No need for a password to connect to a Google account or service! The digital giant now allows the use of access keys (passkeys), a more reliable and simpler technology for all its services.
Is a future without a password coming soon? In any case, this is the path that Google seems to be taking, which is taking a new step in the deployment of passkeys – also called access keys. Since May 3, 2023, the billions of users of Google services can adopt this method of authentication, via biometric sensors, smartphone lock PIN or physical authentication electronic keys, and completely abandon their passwords. and their verification codes to connect to their accounts, as the firm proudly announces in his press release. To do this, simply go to this address, to connect to his account with his usual identifiers then to click on “Use access keys”. To add an additional access key for another device, simply click on “+ Create a security key” – a key which will therefore be stored on the device used.
Access keys: securely sign in to your Google account
Google account passkeys are stored on any compatible hardware – namely iPhones running iOS 16 and Android devices running Android 9 or higher – and can be shared with other devices from within the operating system using services like iCloud or some password managers. To use another person’s device to temporarily access their Google Account, select the “Use a password from another device” option to create a single sign-on. Please note that you should not create an access key on a shared device, because its real owner would then be able to access the Google account whenever he wishes. In case of theft, loss or infiltration of the device, it is quite possible to revoke the security keys in the settings of your account.
While it will take some time for passkey support to gain widespread adoption, this announcement significantly advances their adoption due to the size of Google and the scale of the implementation. For now, user accounts will continue to support existing login methods, such as passwords – this is a transition period of sorts. The Mountain View company plans to promote this new technology in the coming months and start encouraging their users to convert their credentials into passkeys.
Access keys: the solution to replace passwords
But why seek to create a future without a password? Quite simply because of their flaws, which are only too well known. Indeed, they are often too weak, reused on several sites and accounts, and can be compromised after a successful phishing. Solutions have been put in place to overcome these weaknesses, such as double authentication – which is not infallible – and password managers – which can be hacked – but the risks still exist, especially at this time. where pirates are showing more and more imagination. It’s been a while since the FIDO Alliance – a consortium of leading technology companies, government agencies, service providers, financial institutions, payment processors and other industries, including Apple, Amazon, Microsoft, PayPal and Google (see our article) – are working on a technology aimed at eliminating the use of passwords: passkeys!

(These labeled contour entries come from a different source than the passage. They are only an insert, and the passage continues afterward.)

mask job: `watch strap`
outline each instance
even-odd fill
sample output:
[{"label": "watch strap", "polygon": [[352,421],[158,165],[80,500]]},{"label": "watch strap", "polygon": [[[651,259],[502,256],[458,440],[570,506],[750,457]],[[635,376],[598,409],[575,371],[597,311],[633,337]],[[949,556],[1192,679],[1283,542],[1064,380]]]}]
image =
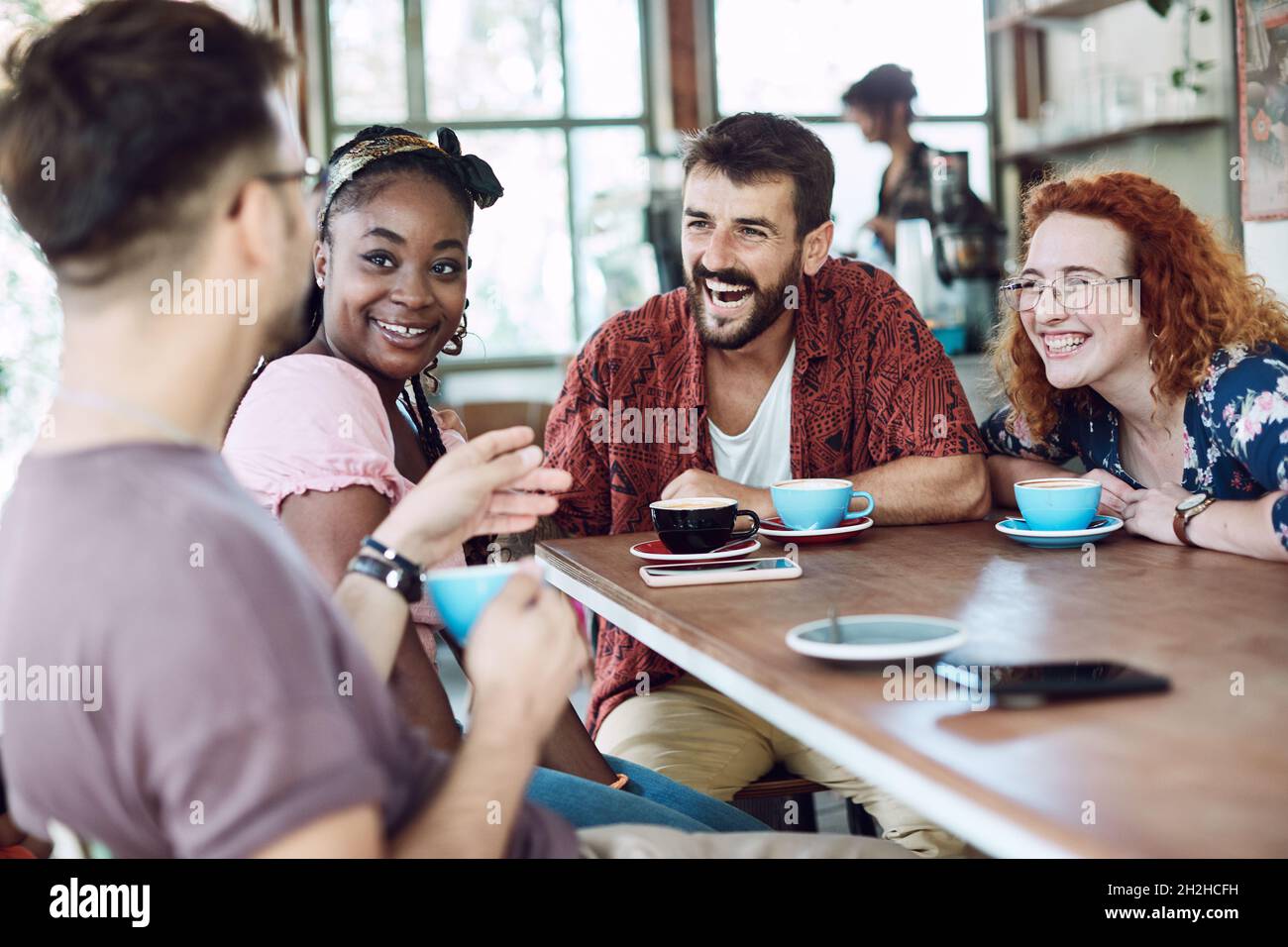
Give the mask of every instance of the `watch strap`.
[{"label": "watch strap", "polygon": [[403,572],[415,572],[416,575],[420,575],[421,572],[425,571],[425,569],[422,569],[420,567],[419,563],[412,562],[406,555],[399,555],[395,550],[393,550],[389,546],[386,546],[384,542],[381,542],[380,540],[377,540],[375,536],[363,536],[362,537],[362,548],[363,549],[370,549],[376,555],[379,555],[381,559],[388,559],[394,566],[397,566],[398,568],[401,568]]},{"label": "watch strap", "polygon": [[375,579],[381,585],[402,595],[410,606],[420,602],[425,594],[420,569],[407,571],[386,559],[376,559],[375,557],[359,553],[349,560],[346,571]]},{"label": "watch strap", "polygon": [[1216,502],[1216,497],[1208,493],[1207,496],[1203,497],[1203,502],[1195,504],[1194,506],[1190,506],[1188,510],[1177,509],[1176,513],[1172,515],[1172,532],[1176,533],[1176,539],[1179,539],[1182,545],[1186,546],[1198,545],[1194,540],[1190,539],[1189,533],[1190,521],[1194,519],[1194,517],[1197,517],[1199,513],[1206,510],[1208,506],[1211,506],[1213,502]]}]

After Apple announced that it wanted to introduce them with iOS 16 and macOS, Google in turn allowed developers in October 2022 to start implementing this authentication technique on Android, via the beta version of Google Play Services and the Canary version. of Google Chrome. For Diego Zavala, Android Product Manager, and Christiaan Brand, Account and Security Product Manager, the deployment of passkeys was a great step forward because they “cannot be reused, do not leak into server loopholes, and protect users from phishing attacks”, as they explained on the Android Developer Blog.
By using passkeys, the user chooses a device – logically his smartphone – as the main authentication system on sites and applications. When registering or changing the means of connection, the smartphone creates two encrypted keys: a public one which is sent to the service provider, and a private key which remains stored in the phone and will allow the website or authenticate it by unlocking the device through its smartphone authentication mechanism – PIN, pattern, facial recognition or fingerprint. To simplify, instead of entering a password, just use the usual method of unlocking your main device. And voila ! The smartphone passkey can also be used to connect to a site via another device – like your laptop. All you have to do is scan the QR code displayed on the site with your smartphone. Eventually, thegoal is to allow passkeys to be used across different platforms – Windows, macOS, ChromeOS, Android and iOS – so that, for example, a Chrome browser user on Windows can authenticate to a site using a stored passkey on an iPhone.
Concretely, on a daily basis, the use of passkeys does not change anything for the user. Indeed, there are already standards for connecting to applications or sites using one of their devices – such as confirming via their smartphone that the connection does indeed come from us, or by pressing a particular number that is poster on it. However, you must always log in at least once with a password to be able to activate this login function. And that does not prevent you from being able to recover access to your account thanks to your identifiers – which can therefore be hijacked. But the use of passkeys also raises some drawbacks, especially when you want to replace your Android smartphone with an iPhone – or vice versa – or when the device is stolen or broken. You then have to either manually copy your passkeys to the new phone – which is quite tedious – or request new access codes after all the services, proving your identity each time… developers can test this simple and secure authentication method on Google Chrome and Google Play Services since November 2022, by creating an application programming interface (API) allowing their use of passkeys on Android applications. In the meantime, it is better to create a secure password.